Prices and fees
AMM protocol is based on the “Constant Product” formula:
$x * y = k$
where
$x$
and
$y$
are reserve balances, and k is the invariant that remains unchanged during the trading operation. This formula underlies how the exchange price is calculated.

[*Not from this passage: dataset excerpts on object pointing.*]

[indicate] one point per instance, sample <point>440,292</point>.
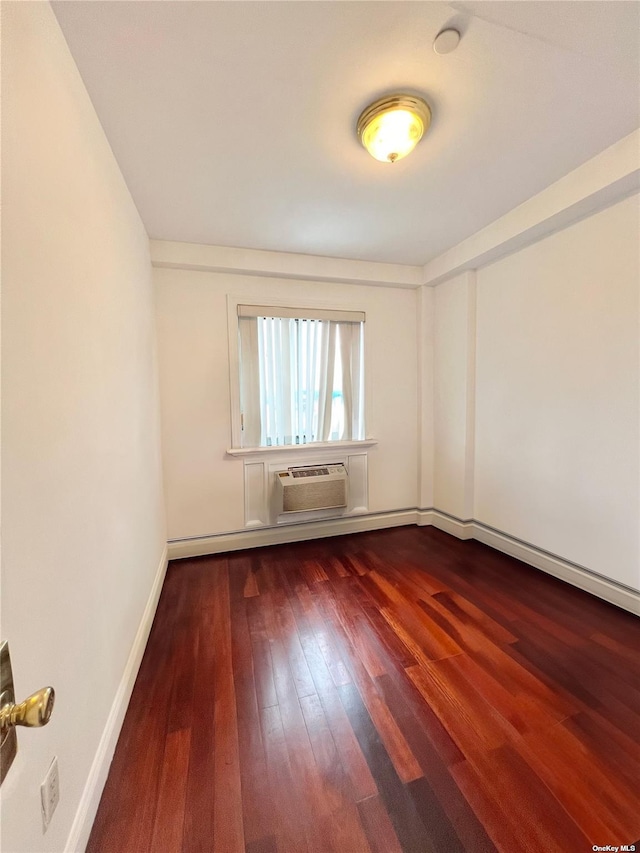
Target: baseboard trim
<point>621,596</point>
<point>239,540</point>
<point>610,591</point>
<point>450,524</point>
<point>90,799</point>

For example, the case where the initial reserves are
$x$
of token AAA and
$y$
of token BBB and the user sells aaa of token AAA. If no fees are charged, then the received amount of
$b$
is:
$\begin{cases} x*y=k \\ (x+a)*(y-b)=k \end{cases}\\ x*y=(x+a)*(y-b) \\ x*y=x*y+a*y-b*(x+a) \\ b*(x+a)=a*y \\ b=a*y/(x+a)$
Then the price is
$p=(x+a)/y$
tokens AAA per token BBB. With fee charge things will be slightly different:
$\begin{cases} x*y=k \\ (x+0.997*a)*(y-b)=k \end{cases}\\ x*y=(x+0.997*a)*(y-b) \\ x*y=x*y+0.997*a*y-b*(x+0.997*a) \\ b*(x+0.997*a)=0.997*a*y \\ b=0.997*a*y/(x+0.997*a)$
The price is then
$p=(x+0.997a)/(0.997y)$
tokens AAA per token BBB. The fee goes to the pool, increases the reserves, and thereby increases the
$k$
invariant. It entails the growth of the value underlying each share and becomes the source of LP providers' gains.
If price altering results in significant differences between internal and external market prices, arbitrage opportunities will push the price back to the rational value.